11.12 Discrimination at work? A survey of 457 engineers in Canada was performed to identify the relationship of race, language proficiency, and location of training in finding work in the engineering field. In addition, each participant completed the Workplace Prejudice and Discrimination Inventory (WPDI), which is designed to measure perceptions of prejudice on the job, primarily due to race or ethnicity. The score of the WPDI ranged from 16 to 112, with higher scores indicating more perceived discrimination. The following table summarizes two multiple regression models used to predict an engineer’s WPDI score. The first explanatory variable indicates whether the engineer was foreign trained (x = 1) or locally trained (x = 0). The next set of seven variables indicate race and the last six are demographic variables.

Model 1 Model 2
Explanatory variables b s(b) b s(b)
Foreign trained 0.55 0.21 0.58 0.22
Chinese 0.06 0.24
South Asian −0.06 0.19
Black −0.03 0.52
Other Asian −0.38 0.34
Latin American 0.20 0.46
Arab 0.56 0.44
Other (not white) 0.05 0.38
Mechanical −0.19 0.25 −0.16 0.25
Other (not electrical) −0.14 0.20 −0.13 0.21
Masters/PhD 0.32 0.18 0.37 0.18
30–39 years old −0.03 0.22 −0.06 0.22
40 or older 0.32 0.25 0.25 0.26
Female −0.02 0.19 −0.05 0.19
R2 0.10 0.11
  1. (a) The F statistics for these two models are 7.12 and 3.90, respectively. What are the degrees of freedom and P-value of each statistic?

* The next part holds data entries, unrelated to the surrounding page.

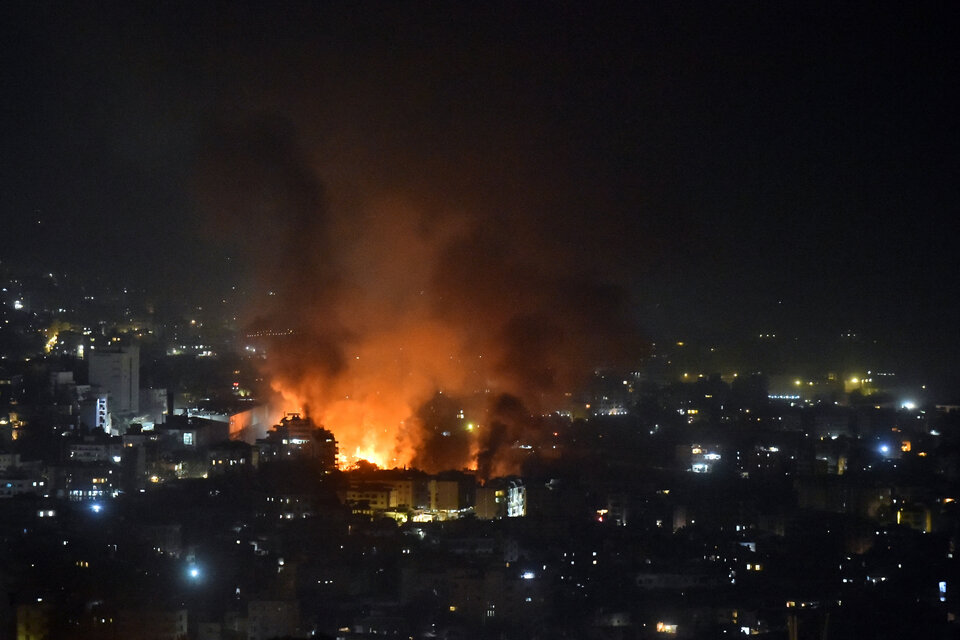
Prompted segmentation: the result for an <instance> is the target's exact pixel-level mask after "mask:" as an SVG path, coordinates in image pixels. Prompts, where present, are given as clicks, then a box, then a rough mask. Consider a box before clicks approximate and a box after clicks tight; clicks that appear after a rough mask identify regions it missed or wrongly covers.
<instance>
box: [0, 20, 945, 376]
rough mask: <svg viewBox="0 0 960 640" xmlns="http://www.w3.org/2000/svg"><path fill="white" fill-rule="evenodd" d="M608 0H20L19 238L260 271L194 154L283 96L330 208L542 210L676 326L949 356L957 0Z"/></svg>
mask: <svg viewBox="0 0 960 640" xmlns="http://www.w3.org/2000/svg"><path fill="white" fill-rule="evenodd" d="M194 4H200V5H201V6H199V7H196V6H193V5H194ZM237 4H241V5H242V6H237ZM475 4H479V5H482V6H474V5H475ZM594 4H596V3H589V2H583V3H567V2H560V3H552V4H536V3H526V2H523V3H521V2H515V3H457V4H453V3H362V2H361V3H354V2H350V3H327V2H323V3H319V2H312V3H298V2H284V3H268V4H263V5H252V4H250V3H182V4H181V3H156V4H149V3H116V4H113V3H51V2H36V1H31V2H6V3H3V8H2V9H0V23H2V25H3V26H2V27H0V29H2V43H3V44H2V45H0V46H2V49H3V57H2V59H3V64H2V67H0V95H2V96H3V100H2V102H0V114H2V115H0V127H2V140H3V144H2V146H0V211H2V214H0V215H2V227H0V229H2V238H3V242H2V249H0V252H2V253H0V258H2V259H3V260H4V261H8V260H26V261H29V262H31V263H33V264H37V265H41V266H44V267H45V266H46V265H48V264H49V265H51V266H52V267H56V268H63V269H71V270H79V271H84V272H95V271H99V272H102V273H105V274H110V276H111V277H112V278H115V279H120V280H123V281H124V282H126V281H127V280H129V282H130V283H131V284H143V285H144V286H148V287H152V288H156V289H158V290H163V291H165V292H168V293H169V292H176V291H177V290H178V288H180V287H187V286H188V285H185V284H183V283H184V282H185V281H189V282H191V285H190V286H196V283H197V282H209V283H215V284H221V283H225V282H229V281H230V280H231V279H235V278H236V277H239V275H240V274H239V273H238V272H235V271H234V270H235V269H237V268H238V267H237V266H236V265H238V264H244V263H245V262H246V261H247V260H246V258H247V257H248V256H246V255H245V252H248V251H250V250H251V249H250V246H249V243H247V244H244V243H241V242H238V241H237V240H236V238H235V236H234V235H233V233H232V231H231V230H228V229H224V228H223V226H222V223H220V224H219V226H218V224H212V223H211V222H210V221H209V219H208V216H206V215H205V213H204V212H203V211H201V210H200V207H199V206H198V205H197V198H196V189H197V186H196V185H197V178H198V176H197V172H198V171H199V169H198V167H199V166H203V161H204V158H205V157H206V155H205V154H206V149H207V148H208V147H209V146H210V145H211V140H216V139H217V137H218V136H219V135H220V133H219V132H222V131H223V130H224V129H228V130H229V129H230V127H235V126H236V123H238V122H241V123H242V122H246V121H248V119H249V118H251V117H252V118H262V117H268V118H275V119H278V120H280V121H282V122H284V123H287V124H289V127H290V130H291V131H293V132H295V135H296V136H297V137H298V139H299V140H300V141H301V142H300V144H301V145H302V146H303V148H304V149H306V150H308V152H309V154H310V155H311V158H312V159H313V162H314V163H315V166H316V168H317V171H318V174H319V176H320V178H321V179H322V181H323V182H324V183H325V184H326V186H327V192H328V198H329V200H330V202H331V203H332V204H331V206H334V207H337V206H341V207H347V208H349V207H350V206H354V205H353V204H352V203H355V202H356V201H357V200H359V199H362V198H363V197H365V196H366V195H367V194H370V193H384V194H390V193H399V194H403V195H404V196H405V197H408V198H409V199H410V200H411V201H413V202H415V203H416V204H417V205H418V206H420V207H422V208H423V209H424V210H427V211H448V210H456V209H457V208H469V209H471V210H481V211H490V212H491V213H490V216H491V224H498V223H499V221H501V220H502V219H506V218H522V219H523V220H525V221H526V222H527V223H528V224H527V225H526V226H527V228H528V229H532V230H534V231H535V232H537V233H540V234H542V235H543V236H544V237H546V238H548V239H549V241H550V242H553V243H554V244H555V245H556V246H557V247H561V248H565V250H566V251H568V252H569V255H572V256H574V258H575V259H576V260H578V261H580V262H582V263H583V264H584V265H586V266H587V267H588V268H589V269H590V270H592V271H595V272H596V273H597V274H599V275H598V277H602V278H608V279H611V280H614V281H616V282H618V283H620V284H624V285H625V286H626V287H627V289H628V290H629V291H630V293H631V294H632V295H633V297H634V301H635V302H634V304H635V308H636V313H637V317H638V318H639V319H640V322H641V324H642V325H643V330H644V331H645V332H647V333H648V334H649V335H650V336H651V337H653V338H659V337H662V336H667V337H669V334H684V333H689V334H698V333H699V334H712V335H716V336H718V337H723V336H724V335H729V334H733V333H752V332H755V331H758V330H766V329H768V328H769V329H772V330H776V331H784V332H800V333H803V332H810V333H816V332H822V333H823V334H825V335H832V334H834V333H839V332H840V331H842V330H845V329H854V330H857V331H864V332H867V333H872V334H878V335H879V334H883V335H887V336H899V337H900V338H902V339H903V340H905V341H907V342H910V343H911V344H918V345H919V344H934V343H936V347H935V348H932V347H931V349H932V351H935V352H936V353H937V354H940V355H938V356H937V357H938V358H940V362H946V361H947V360H948V359H951V358H952V359H955V358H956V355H957V348H956V347H955V346H952V347H950V348H952V351H950V350H947V351H944V349H943V342H944V340H943V337H944V336H945V337H946V338H949V342H950V343H952V342H953V341H954V340H955V338H956V333H957V332H956V327H957V320H958V311H960V304H958V301H957V297H958V296H957V290H958V284H960V278H958V273H960V268H958V267H960V264H958V259H957V250H956V245H957V240H956V238H957V236H956V235H955V232H954V229H953V227H954V225H953V224H951V223H952V222H953V220H954V217H955V213H956V211H957V203H958V192H957V191H958V184H960V182H958V179H957V178H958V176H957V169H958V163H957V155H956V149H957V127H956V122H955V118H954V117H953V114H954V112H955V110H956V107H955V105H954V104H953V92H952V91H951V89H953V86H954V85H955V83H956V78H957V77H960V73H958V71H960V69H958V59H957V58H958V47H957V45H956V42H958V41H960V39H958V34H957V28H956V24H957V23H956V21H955V20H953V19H952V16H951V13H950V12H949V10H948V9H947V8H946V6H947V5H946V4H942V5H934V4H921V5H920V6H914V4H913V3H907V4H903V5H901V6H898V7H897V8H896V9H889V8H882V9H878V8H876V7H874V6H873V5H872V4H870V3H863V4H862V5H861V4H859V3H854V4H851V5H848V6H846V7H839V8H838V7H836V6H833V5H832V4H824V5H823V6H819V7H812V6H810V3H797V4H796V5H793V6H788V7H784V6H781V3H773V2H753V3H751V2H732V3H712V2H711V3H706V2H703V3H687V2H679V3H678V2H663V3H622V4H621V3H604V4H603V7H602V8H597V7H595V6H594ZM134 5H135V6H134ZM214 144H215V143H214ZM438 215H440V214H438ZM228 256H229V257H231V258H232V262H227V261H226V257H228ZM918 348H919V347H918ZM920 350H921V351H922V350H923V349H922V348H921V349H920ZM928 351H929V349H928Z"/></svg>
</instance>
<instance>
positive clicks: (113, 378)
mask: <svg viewBox="0 0 960 640" xmlns="http://www.w3.org/2000/svg"><path fill="white" fill-rule="evenodd" d="M89 360H90V384H91V385H94V386H97V387H99V388H100V390H101V391H105V392H106V393H108V394H109V396H110V411H111V413H113V414H114V415H117V414H134V413H137V412H139V411H140V348H139V347H116V348H112V349H98V350H96V351H93V352H91V353H90V357H89Z"/></svg>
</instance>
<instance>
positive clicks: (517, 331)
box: [199, 117, 641, 477]
mask: <svg viewBox="0 0 960 640" xmlns="http://www.w3.org/2000/svg"><path fill="white" fill-rule="evenodd" d="M315 153H318V151H317V150H315V149H308V148H306V147H305V145H303V144H302V143H301V142H299V141H298V137H297V135H296V132H295V130H294V128H293V127H292V125H291V124H290V123H289V122H287V121H285V120H282V119H277V118H272V117H257V118H252V119H242V120H240V121H239V122H236V123H233V124H230V125H228V126H221V127H219V128H218V129H217V130H216V131H215V132H214V134H213V135H212V136H211V137H210V140H209V141H208V143H207V145H206V152H205V154H204V159H203V162H202V163H201V167H200V172H199V175H200V176H201V178H200V193H201V196H202V201H203V204H204V206H205V208H206V209H207V210H209V211H210V212H212V214H213V217H214V219H215V220H216V221H217V227H218V228H219V229H221V230H223V229H229V230H232V231H230V232H229V238H230V241H231V242H232V243H233V244H234V245H235V247H236V249H237V251H238V253H239V254H240V255H242V256H243V260H244V261H245V262H247V263H248V264H249V265H250V266H252V271H253V273H254V274H255V278H256V285H255V286H254V287H253V289H252V291H253V293H252V294H251V304H250V311H251V318H252V320H251V327H253V329H252V330H253V331H255V332H259V333H260V334H262V335H265V336H269V337H270V338H269V339H270V342H269V344H268V347H267V348H268V356H267V358H266V360H265V361H264V375H265V377H266V378H267V379H268V380H269V381H270V386H271V388H272V389H273V391H274V393H275V394H276V397H275V398H274V403H275V404H276V406H277V408H278V409H279V410H287V411H293V410H306V411H308V412H309V414H310V415H311V417H313V418H314V420H315V421H316V422H318V423H320V424H322V425H323V426H325V427H326V428H328V429H330V430H332V431H333V432H334V434H335V435H336V437H337V440H338V441H339V443H340V450H341V453H342V455H343V456H344V460H345V462H346V463H347V464H349V463H350V462H353V461H356V460H358V459H367V460H370V461H373V462H376V463H377V464H379V465H381V466H388V467H393V466H402V465H416V466H417V467H420V468H423V469H425V470H428V471H437V470H442V469H445V468H464V467H469V468H478V471H479V473H480V474H481V475H482V476H484V477H489V476H490V475H491V474H500V473H506V472H509V471H511V470H514V466H515V465H514V462H513V458H512V457H511V453H510V452H511V450H512V449H515V448H517V447H518V446H519V445H527V446H528V447H529V445H531V444H535V443H536V442H537V441H538V438H539V434H538V433H537V425H538V424H539V423H540V418H539V416H541V415H542V414H543V413H546V412H551V411H555V410H557V409H562V408H566V404H567V403H568V402H569V398H568V396H569V394H571V393H573V392H575V391H576V390H577V388H578V385H579V384H580V383H581V381H582V380H583V379H584V378H585V376H587V375H589V374H590V373H591V372H592V370H593V369H594V368H595V367H596V366H599V365H605V366H609V365H618V364H632V363H633V362H635V358H636V356H637V355H639V348H640V346H641V343H640V342H639V341H638V340H637V337H636V335H635V332H634V328H633V323H632V320H631V318H630V316H629V313H628V305H627V300H626V298H625V296H624V293H623V289H622V288H621V287H620V286H618V284H617V283H615V282H614V281H613V280H612V279H610V278H609V277H605V276H602V275H600V272H599V271H598V269H597V264H598V263H599V261H594V260H591V259H590V258H589V254H587V258H586V259H585V258H584V255H585V252H584V251H583V250H582V247H581V248H577V247H574V246H570V245H569V244H565V243H563V242H558V241H557V238H558V234H559V231H558V228H559V225H558V226H557V228H555V227H554V225H553V223H552V222H551V220H550V216H549V215H548V212H547V213H546V214H545V212H543V211H531V212H526V211H524V209H523V206H522V204H521V205H518V206H514V207H509V208H504V209H502V210H490V209H487V208H486V207H484V206H482V205H478V204H476V203H471V202H463V201H458V200H457V199H456V198H454V199H453V200H454V201H452V202H450V203H441V204H439V205H438V204H436V202H434V201H430V200H428V199H418V198H417V194H416V193H415V189H412V190H411V193H403V191H402V190H394V192H393V193H384V192H377V193H374V194H372V195H364V196H361V197H358V198H354V200H353V201H350V202H346V201H345V202H346V204H344V205H343V206H342V207H338V206H333V205H331V202H334V201H336V200H335V199H334V198H331V197H330V195H329V194H328V193H327V192H326V190H325V189H324V188H323V186H322V184H321V180H320V176H319V173H320V172H319V170H318V168H317V167H318V166H319V162H318V157H317V156H315V155H313V154H315ZM441 191H443V190H442V189H441ZM568 226H569V225H568Z"/></svg>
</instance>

  2. (b) The F statistics for the multiple regressions are highly significant, but the R2 are relatively low. Explain to a statistical novice how this can occur.

  3. (c) Do foreign-trained engineers perceive more discrimination than do locally trained engineers? To address this, test if the first coefficient in each model is equal to zero versus the greater than alternative. Summarize your results.